Opera: Just 4.13% of Web’s Code is Valid
A new study from Opera finds that the overwhelming majority of web sites don’t adequately support web standards. The good news is that compared to previous studies, more web sites are valid today than they were in previous years. The bad news is that just 4.13% of the URLs included in the studies sample size — which was over 3.5 million web pages — passed the W3C validator.
The results came from Opera’s “Metadata Analysis and Mining Application” (MAMA), a search engine that “indexes the markup, style, scripting and the technology used while creating Web pages.” Opera engineers and data miners can then ask the search engine questions like, “how many sites use CSS?” (the answer is 80.4%) or, “how many markup errors does the average site have?” (it’s 47).
Opera is vague about what they’ll do with this tool, other than continue to analyze the data and post additional finding, but a press release hints at the possibility of making it publicly available to web developers.
“MAMA will help Web developers find examples of usage of features and functions, look at trends and gather data to justify technology to their clients or managers,” wrote Opera. “This will also encourage standards bodies to take into account developers’ suggestions about what is happening on the Web in reality and will eventually raise the quality and interoperability of specifications, the Web and browsers.”
Ars Technica, which posted an analysis of the findings today, also seems to think that the search tool Opera writes about will be made public.
The MAMA study findings released today, also revealed that ~50% of pages sporting “W3C Valid” buttons aren’t actually valid.

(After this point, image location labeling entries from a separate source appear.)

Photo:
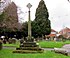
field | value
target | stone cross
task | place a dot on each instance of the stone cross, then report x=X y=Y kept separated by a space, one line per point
x=29 y=21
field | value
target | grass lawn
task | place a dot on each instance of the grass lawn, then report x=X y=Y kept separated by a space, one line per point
x=7 y=53
x=44 y=44
x=13 y=45
x=52 y=44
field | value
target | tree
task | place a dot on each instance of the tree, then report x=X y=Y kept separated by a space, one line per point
x=41 y=25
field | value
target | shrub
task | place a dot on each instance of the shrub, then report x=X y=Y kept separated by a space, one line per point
x=13 y=40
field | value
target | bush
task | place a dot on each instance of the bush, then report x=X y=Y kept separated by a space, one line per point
x=0 y=44
x=10 y=41
x=13 y=40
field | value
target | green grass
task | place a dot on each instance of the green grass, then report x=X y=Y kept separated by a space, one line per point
x=7 y=53
x=44 y=44
x=52 y=44
x=13 y=45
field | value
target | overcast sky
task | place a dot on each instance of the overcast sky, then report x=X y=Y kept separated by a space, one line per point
x=59 y=12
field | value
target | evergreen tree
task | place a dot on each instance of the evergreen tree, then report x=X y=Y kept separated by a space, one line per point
x=41 y=25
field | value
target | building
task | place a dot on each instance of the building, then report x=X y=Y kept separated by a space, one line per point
x=10 y=20
x=52 y=35
x=3 y=4
x=65 y=32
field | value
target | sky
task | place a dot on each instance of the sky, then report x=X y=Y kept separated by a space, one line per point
x=59 y=12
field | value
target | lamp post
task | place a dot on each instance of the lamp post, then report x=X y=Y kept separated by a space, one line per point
x=29 y=21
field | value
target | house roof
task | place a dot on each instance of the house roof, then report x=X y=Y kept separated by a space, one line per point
x=52 y=30
x=65 y=29
x=52 y=35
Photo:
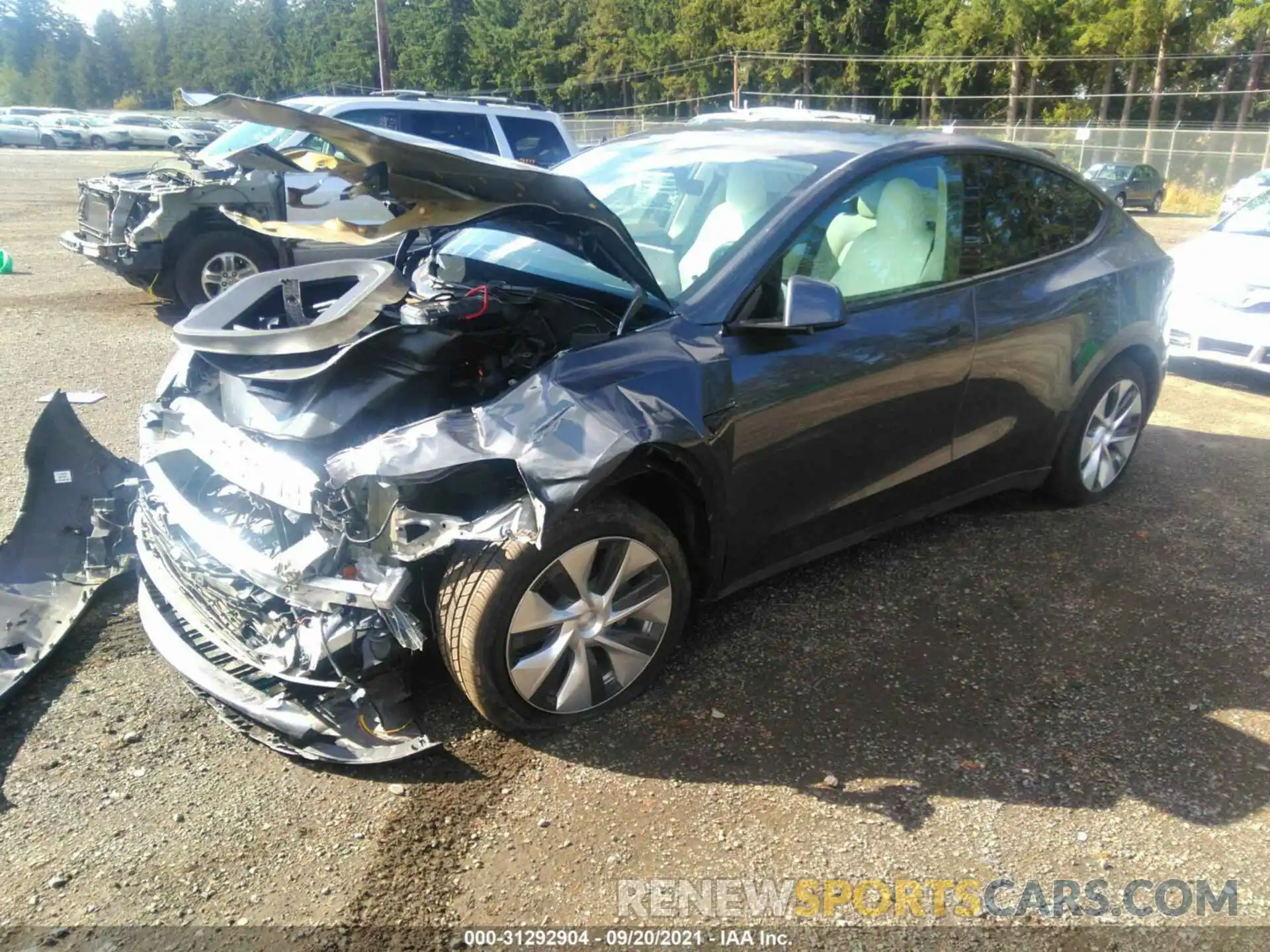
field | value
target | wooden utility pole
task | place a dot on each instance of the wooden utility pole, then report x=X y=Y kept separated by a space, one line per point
x=381 y=37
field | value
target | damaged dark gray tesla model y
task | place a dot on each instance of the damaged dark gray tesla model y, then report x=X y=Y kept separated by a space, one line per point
x=581 y=397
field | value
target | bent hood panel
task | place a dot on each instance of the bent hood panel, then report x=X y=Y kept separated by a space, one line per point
x=56 y=557
x=447 y=186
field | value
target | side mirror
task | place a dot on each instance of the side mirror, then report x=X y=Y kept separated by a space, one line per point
x=810 y=302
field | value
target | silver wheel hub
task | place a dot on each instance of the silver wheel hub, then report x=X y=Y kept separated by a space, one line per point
x=1111 y=436
x=225 y=270
x=589 y=625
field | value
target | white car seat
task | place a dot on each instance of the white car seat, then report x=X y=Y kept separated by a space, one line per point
x=893 y=254
x=745 y=204
x=846 y=229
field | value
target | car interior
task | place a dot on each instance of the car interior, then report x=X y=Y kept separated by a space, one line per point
x=890 y=233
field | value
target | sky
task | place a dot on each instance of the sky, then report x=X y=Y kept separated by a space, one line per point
x=88 y=9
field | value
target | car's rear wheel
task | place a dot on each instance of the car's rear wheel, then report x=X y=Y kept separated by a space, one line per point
x=212 y=263
x=1101 y=437
x=541 y=637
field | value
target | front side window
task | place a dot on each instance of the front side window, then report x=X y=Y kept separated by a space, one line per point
x=462 y=130
x=534 y=141
x=896 y=231
x=1017 y=212
x=1253 y=219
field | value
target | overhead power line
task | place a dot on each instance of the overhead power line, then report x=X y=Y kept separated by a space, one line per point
x=937 y=59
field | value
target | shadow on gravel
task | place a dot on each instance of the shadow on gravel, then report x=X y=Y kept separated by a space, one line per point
x=1010 y=651
x=23 y=710
x=1221 y=375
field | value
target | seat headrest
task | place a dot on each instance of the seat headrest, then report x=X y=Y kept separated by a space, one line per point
x=867 y=202
x=747 y=192
x=901 y=210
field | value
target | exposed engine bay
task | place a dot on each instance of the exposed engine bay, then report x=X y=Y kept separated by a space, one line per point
x=252 y=560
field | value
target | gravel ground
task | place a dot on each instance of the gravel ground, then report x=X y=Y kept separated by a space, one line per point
x=1009 y=690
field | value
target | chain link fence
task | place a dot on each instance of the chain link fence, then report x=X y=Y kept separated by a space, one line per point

The reason, surmises Opera, is that keeping pages valid is not easy for many developers, and for many keeping up with evolving standards is difficult. The key takeaway, says Opera, “is that people are BAD at this ‘HTML thing.’ Improper tag nesting is rampant, and misspelled or misplaced element and attribute names happen all the time. It is very easy to make silly, casual mistakes — we all make them.”
One problem, though, is that the tools people are using to create web pages also turn out ugly, invalid code. MAMA also looked at validation as it related to web page editors and content management systems, and found that with the exception of Apple’s iWeb — for which an impressive 81.91% of URLs pass validation — the results were generally dismal. Just 0.55% of pages made with Microsoft Frontpage are valid, according to MAMA, just 3.44% for Adobe Dreamweaver.
For content management systems, the results weren’t much better. WordPress pages were valid just 9.0% of the time, just 12.74% for Typo, and 6.45% for Joomla. Google’s Blogger fared the worst, with only a paltry 0.30% of URLs passing validation.
There is a lot of interesting information to dig through in the full results and Opera is promising to release more results as part of a planned “long, multi-part saga.”